First off, decide what your goal is, how much you need to achieve it and how much time you have to save up. If it’s a summer vacation, for instance, determine where and when. Then, research all associated costs including flight tickets, accommodation, visa costs if needed, etc.
If you’re saving for a rainy day and not towards a specific goal, you can determine to save a proportion of your income every month. It is generally advisable to save around 20% of your monthly income, with 50% going to necessities and 30% to discretionary items. However, depending on your capacity, you can decide to save as much or as little as you can afford.
Do the Math
Now that you have your goal amount, break it down into monthly savings goals. At this point, if you discover that you aren’t able to afford it, you can go ahead and revise your goal.

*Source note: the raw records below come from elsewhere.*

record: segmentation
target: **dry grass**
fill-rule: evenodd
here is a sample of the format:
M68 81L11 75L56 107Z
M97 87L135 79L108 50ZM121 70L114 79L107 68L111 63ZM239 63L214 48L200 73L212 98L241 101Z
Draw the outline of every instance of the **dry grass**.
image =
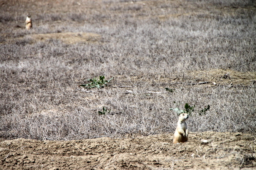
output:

Using our previous vacation example, you can either pick a more affordable destination or push your travel dates backward to allow you enough time to save up the required amount.
Get Started
Visit your bank and open a savings account if you don’t already have one. Most banks require some form of identification, so make sure to take one along with you when you go. A great tip is to set up monthly direct debits from your salary/current account; that way your monthly contributions to your savings account are automated. If you intend to make cash deposits, you should set up a recurring reminder on your calendar. As much as possible, try not to miss any monthly payments so as not to delay or completely derail the achievement of your goal. Besides achieving goals, a good savings habit helps you build financial discipline, which is an important skill to develop.
Enjoy Your Achievement!
Watch your nest egg grow steadily and when the time comes, utilize the funds towards your goal, pat yourself on the back for a job well done and then go again.